[GAP Forum] Semidirect Products

[Alexander Hulpke]

Dear Forum, Dear German Combariza,


> On Jun 24, 2015, at 6/24/15 11:06, German Combariza <gcombar at hotmail.com> wrote:
> 
> Good day, 
> I am trying to do a semidirect product of groups in GAP without any luck. I will appreciate if some body can show me a way to do it. 
> 
> The product is between the groups:
> 
> G := CyclicGroup(4);
> N := FreeAbelianGroup(6);
> 
> Via the homomorphism:
> 
> hom := GroupHomomorphismByImages(N, N, [N.1, N.2,N.3,N.4,N.5,N.6], [N.1^-1, N.2^-1,N.4^-1,N.3,N.6^-1,N.5]);


First, the syntax actually requires a homomorphism from G into the group containing hom:

gap> gen:=SmallGeneratingSet(G)[1];
f1
gap> Order(gen);
4
gap> auhom:=GroupHomomorphismByImages(G,Group(hom),[gen],[hom]);                                       
[ f1 ] -> [ [ f1, f2, f3, f4, f5, f6 ] -> [ f1^-1, f2^-1, f4^-1, f3, f6^-1, f5 ] ]

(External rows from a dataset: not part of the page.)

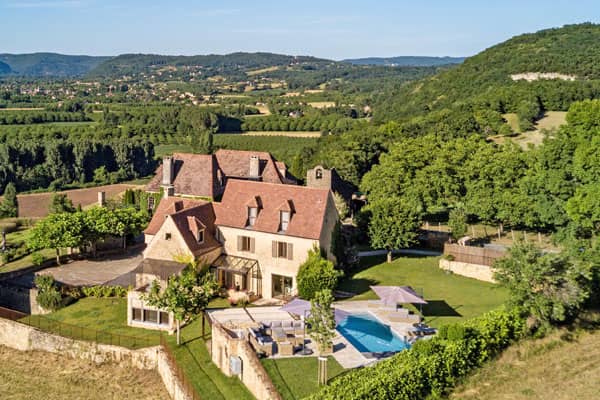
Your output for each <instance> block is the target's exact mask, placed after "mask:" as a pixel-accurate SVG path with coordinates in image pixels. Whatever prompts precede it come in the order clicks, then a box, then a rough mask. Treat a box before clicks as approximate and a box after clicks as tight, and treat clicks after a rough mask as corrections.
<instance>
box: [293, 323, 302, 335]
mask: <svg viewBox="0 0 600 400" xmlns="http://www.w3.org/2000/svg"><path fill="white" fill-rule="evenodd" d="M294 335H296V336H298V335H304V321H294Z"/></svg>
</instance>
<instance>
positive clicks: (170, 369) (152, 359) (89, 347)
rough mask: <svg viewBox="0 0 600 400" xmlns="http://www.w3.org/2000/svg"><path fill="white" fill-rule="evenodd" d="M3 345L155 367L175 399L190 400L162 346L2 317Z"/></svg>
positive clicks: (124, 366)
mask: <svg viewBox="0 0 600 400" xmlns="http://www.w3.org/2000/svg"><path fill="white" fill-rule="evenodd" d="M0 345H3V346H6V347H10V348H12V349H15V350H20V351H31V350H38V351H46V352H49V353H59V354H63V355H66V356H69V357H72V358H80V359H83V360H88V361H92V362H94V363H96V364H103V363H115V364H118V365H120V366H122V367H125V368H131V367H133V368H138V369H146V370H152V369H156V370H157V371H158V374H159V375H160V377H161V379H162V380H163V383H164V385H165V388H166V389H167V392H168V393H169V395H170V396H171V398H172V399H173V400H190V397H189V396H188V395H187V394H186V392H185V391H184V390H183V386H182V385H181V382H179V381H178V379H177V377H176V374H175V372H174V371H173V369H172V368H171V366H170V364H169V362H168V360H167V357H166V355H165V354H164V351H163V350H162V348H161V347H159V346H156V347H147V348H144V349H138V350H130V349H126V348H124V347H119V346H111V345H105V344H99V343H94V342H86V341H80V340H74V339H69V338H66V337H62V336H58V335H53V334H51V333H46V332H42V331H39V330H37V329H35V328H33V327H31V326H28V325H24V324H21V323H18V322H15V321H11V320H8V319H3V318H0Z"/></svg>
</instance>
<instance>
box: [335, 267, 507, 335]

Then, GAP currently has no method for semidirect products with f.p. groups. The appended code provides such a method such that the standard call:

gap> SemidirectProduct(G,auhom,N);
<fp group on the generators [ F1, F2, f1, f2, f3, f4, f5, f6 ]>

works.

Regards,

 Alexander Hulpke

-- Colorado State University, Department of Mathematics,
Weber Building, 1874 Campus Delivery, Fort Collins, CO 80523-1874, USA
email: hulpke at math.colostate.edu, Phone: ++1-970-4914288
http://www.math.colostate.edu/~hulpke

## code starts here

SemidirectFp:=function( G, aut, N )
local Go,No,giso,niso,FG,GP,FN,NP,F,GI,NI,rels,i,j,P;
  Go:=G;
  No:=N;
  if not IsFpGroup(G) then
    giso:=IsomorphismFpGroup(G);
  else
    giso:=IdentityMapping(G);
  fi;
  if not IsFpGroup(N) then
    niso:=IsomorphismFpGroup(N);
  else
    niso:=IdentityMapping(N);
  fi;
  G:=Image(giso,G);
  N:=Image(niso,N);

  FG:=FreeGeneratorsOfFpGroup(G);
  GP:=List(GeneratorsOfGroup(G),x->PreImagesRepresentative(giso,x));
  FN:=FreeGeneratorsOfFpGroup(N);
  NP:=List(GeneratorsOfGroup(N),x->PreImagesRepresentative(niso,x));

  F:=FreeGroup(List(Concatenation(FG,FN),String));
  GI:=GeneratorsOfGroup(F){[1..Length(FG)]};
  NI:=GeneratorsOfGroup(F){[Length(FG)+1..Length(GeneratorsOfGroup(F))]};

  rels:=[];
  for i in RelatorsOfFpGroup(G) do
    Add(rels,MappedWord(i,FG,GI));
  od;
  for i in RelatorsOfFpGroup(N) do
    Add(rels,MappedWord(i,FN,NI));
  od;
  for i in [1..Length(FG)] do
    for j in [1..Length(FN)] do
      Add(rels,NI[j]^GI[i]/(
        MappedWord(UnderlyingElement(Image(niso,Image(Image(aut,GP[i]),NP[j]))),FN,NI)  ));
    od;
  od;
  P:=F/rels;
  GI:=GeneratorsOfGroup(P){[1..Length(FG)]};
  NI:=GeneratorsOfGroup(P){[Length(FG)+1..Length(GeneratorsOfGroup(P))]};
  # set the embeddings and projections
  i:=rec(groups:=[Go,No],
	 embeddings:=[GroupHomomorphismByImagesNC(Go,P,GP,GI),
	              GroupHomomorphismByImagesNC(No,P,NP,NI)],
         projections:=GroupHomomorphismByImagesNC(P,Go,
		        Concatenation(GI,NI),
			Concatenation(GP,List(NI,x->One(Go))))  );
  SetSemidirectProductInfo(P,i);
  return P;
end;

InstallMethod( SemidirectProduct,"fp with group",true, 
    [ IsSubgroupFpGroup, IsGroupHomomorphism, IsGroup ], 0, SemidirectFp);

InstallMethod( SemidirectProduct,"group with fp",true, 
    [ IsGroup, IsGroupHomomorphism, IsSubgroupFpGroup ], 0, SemidirectFp);

## code ends here